The Indian cricket board yesterday wrote a letter to the ICC complaining about the “inadequacy” of the umpire referral system being used in the World Cup. The board also said it resented the governing body’s general manager Dave Richardson’s criticism of India captain Mahendra Singh Dhoni, who had criticised the technology on Sunday.
Spinner Raymond Price is relishing his role as a new-ball bowler. “Though the new ball is a lot harder and slippery, in the subcontinent, it roughs up quickly and so is easier to hold,” he said. Price took 1-43 in an opening loss to Australia and then bagging 3-16 in a 175-run victory over Canada. The left-arm-spinner, who has taken 84 wickets in 85 matches, has an impressive economy rate of 3.88 in one-dayers. His next wicket-taking opportunity will be tomorrow against New Zealand.

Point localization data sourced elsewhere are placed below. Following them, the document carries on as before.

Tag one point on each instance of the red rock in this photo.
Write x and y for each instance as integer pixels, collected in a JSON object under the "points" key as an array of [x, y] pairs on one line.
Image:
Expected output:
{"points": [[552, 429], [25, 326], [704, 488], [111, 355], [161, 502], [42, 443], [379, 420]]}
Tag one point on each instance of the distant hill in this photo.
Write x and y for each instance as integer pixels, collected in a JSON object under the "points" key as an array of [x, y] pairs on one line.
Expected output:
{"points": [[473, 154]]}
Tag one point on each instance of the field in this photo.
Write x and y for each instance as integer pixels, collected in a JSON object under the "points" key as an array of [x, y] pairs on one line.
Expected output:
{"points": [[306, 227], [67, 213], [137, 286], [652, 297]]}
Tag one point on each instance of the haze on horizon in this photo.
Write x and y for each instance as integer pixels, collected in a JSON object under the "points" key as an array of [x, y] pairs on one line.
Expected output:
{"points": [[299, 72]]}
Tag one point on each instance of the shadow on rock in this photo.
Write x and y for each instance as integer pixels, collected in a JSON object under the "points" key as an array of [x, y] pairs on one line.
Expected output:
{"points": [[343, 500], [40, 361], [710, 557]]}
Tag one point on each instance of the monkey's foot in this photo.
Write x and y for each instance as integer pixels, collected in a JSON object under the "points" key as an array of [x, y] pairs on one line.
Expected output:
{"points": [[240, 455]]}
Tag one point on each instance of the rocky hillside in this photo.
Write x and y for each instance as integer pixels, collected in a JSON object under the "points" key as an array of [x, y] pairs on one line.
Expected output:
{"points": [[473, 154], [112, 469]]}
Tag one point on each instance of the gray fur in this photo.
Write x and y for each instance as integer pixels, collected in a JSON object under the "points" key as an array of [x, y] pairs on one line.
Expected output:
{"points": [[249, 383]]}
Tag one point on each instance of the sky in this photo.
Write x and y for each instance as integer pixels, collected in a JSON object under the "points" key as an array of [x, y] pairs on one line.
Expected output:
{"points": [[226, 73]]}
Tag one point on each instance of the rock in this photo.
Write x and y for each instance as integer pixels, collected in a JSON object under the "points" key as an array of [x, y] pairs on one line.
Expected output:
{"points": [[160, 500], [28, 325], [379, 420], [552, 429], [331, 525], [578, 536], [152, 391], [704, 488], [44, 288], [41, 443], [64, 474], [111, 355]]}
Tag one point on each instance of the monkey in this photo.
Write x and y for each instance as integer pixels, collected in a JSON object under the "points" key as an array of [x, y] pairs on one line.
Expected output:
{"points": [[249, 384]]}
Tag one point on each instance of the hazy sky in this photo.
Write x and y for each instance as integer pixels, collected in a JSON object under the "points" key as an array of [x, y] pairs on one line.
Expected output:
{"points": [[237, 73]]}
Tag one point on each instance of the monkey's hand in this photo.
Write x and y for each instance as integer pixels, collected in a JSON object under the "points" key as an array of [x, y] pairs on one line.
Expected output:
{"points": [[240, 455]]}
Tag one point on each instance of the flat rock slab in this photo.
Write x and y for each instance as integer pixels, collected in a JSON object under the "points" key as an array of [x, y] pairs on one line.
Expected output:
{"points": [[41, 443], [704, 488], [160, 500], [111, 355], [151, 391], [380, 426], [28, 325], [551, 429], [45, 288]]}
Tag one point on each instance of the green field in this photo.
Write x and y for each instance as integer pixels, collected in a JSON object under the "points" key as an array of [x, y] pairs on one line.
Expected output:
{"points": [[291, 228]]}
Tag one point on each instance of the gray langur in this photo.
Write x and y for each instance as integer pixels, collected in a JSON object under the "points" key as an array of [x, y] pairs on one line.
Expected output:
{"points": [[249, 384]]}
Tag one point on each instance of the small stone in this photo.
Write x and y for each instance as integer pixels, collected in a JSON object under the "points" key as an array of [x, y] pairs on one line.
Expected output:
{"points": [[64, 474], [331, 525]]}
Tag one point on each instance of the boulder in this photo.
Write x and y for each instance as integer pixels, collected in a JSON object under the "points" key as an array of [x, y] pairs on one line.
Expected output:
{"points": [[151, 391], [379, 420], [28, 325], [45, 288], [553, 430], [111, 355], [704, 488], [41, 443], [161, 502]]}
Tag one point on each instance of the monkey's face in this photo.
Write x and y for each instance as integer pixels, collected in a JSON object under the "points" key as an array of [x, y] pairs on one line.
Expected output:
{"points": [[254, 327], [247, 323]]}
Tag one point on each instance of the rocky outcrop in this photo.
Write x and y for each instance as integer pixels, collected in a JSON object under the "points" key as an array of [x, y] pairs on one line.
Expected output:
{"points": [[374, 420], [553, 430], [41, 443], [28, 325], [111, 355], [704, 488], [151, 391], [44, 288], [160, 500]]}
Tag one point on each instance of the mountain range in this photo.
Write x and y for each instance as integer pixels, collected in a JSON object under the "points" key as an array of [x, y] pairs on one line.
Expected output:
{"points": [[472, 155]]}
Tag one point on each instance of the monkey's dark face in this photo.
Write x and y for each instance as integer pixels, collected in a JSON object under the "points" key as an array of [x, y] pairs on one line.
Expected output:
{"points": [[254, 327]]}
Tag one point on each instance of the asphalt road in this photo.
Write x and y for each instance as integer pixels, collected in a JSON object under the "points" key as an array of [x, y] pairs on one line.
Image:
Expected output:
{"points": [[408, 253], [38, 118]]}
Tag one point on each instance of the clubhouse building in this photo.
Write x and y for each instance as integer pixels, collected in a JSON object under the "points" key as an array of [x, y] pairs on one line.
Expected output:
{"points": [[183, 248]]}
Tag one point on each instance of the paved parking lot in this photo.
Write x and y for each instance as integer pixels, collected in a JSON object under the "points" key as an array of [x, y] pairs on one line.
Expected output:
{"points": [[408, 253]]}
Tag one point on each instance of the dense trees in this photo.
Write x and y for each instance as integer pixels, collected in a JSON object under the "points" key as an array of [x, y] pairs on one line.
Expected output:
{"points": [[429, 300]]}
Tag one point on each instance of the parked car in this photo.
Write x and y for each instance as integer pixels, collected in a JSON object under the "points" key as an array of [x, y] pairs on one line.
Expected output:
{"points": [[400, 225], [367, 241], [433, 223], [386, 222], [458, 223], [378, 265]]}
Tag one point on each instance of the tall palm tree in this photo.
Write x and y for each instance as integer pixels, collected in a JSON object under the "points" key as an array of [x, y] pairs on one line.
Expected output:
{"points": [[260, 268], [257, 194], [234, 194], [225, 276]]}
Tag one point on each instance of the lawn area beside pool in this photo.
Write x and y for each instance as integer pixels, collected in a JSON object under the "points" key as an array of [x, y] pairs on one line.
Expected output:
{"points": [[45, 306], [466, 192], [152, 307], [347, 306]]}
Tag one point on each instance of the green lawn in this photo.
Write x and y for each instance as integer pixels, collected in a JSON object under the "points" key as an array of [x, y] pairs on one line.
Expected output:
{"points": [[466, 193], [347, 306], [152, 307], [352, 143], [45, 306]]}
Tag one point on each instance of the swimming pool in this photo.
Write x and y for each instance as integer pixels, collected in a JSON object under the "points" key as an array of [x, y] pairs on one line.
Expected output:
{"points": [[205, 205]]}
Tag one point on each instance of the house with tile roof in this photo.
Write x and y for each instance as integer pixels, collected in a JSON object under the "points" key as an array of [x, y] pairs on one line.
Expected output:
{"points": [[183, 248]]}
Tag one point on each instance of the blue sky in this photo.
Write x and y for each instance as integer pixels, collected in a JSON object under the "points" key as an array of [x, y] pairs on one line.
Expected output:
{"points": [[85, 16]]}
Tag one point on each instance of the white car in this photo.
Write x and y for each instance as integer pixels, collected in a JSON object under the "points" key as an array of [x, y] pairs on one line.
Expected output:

John Davison, the oldest player at the World Cup, said he is beginning to doubt his ability to cope with the slow subcontinental wickets after being dismissed without scoring in both his side’s matches. The 40-year-old opening batsman says the two poor knocks have “probably developed self doubts that ‘do I have the ability to perform at this level?’” Canada plays Pakistan today and Davison says his teammates are “at the moment pretty down”. Davison scored the second fastest World Cup century — off 67 balls — against the West Indies in 2003. But he might move down the batting order in a bid to regain some form.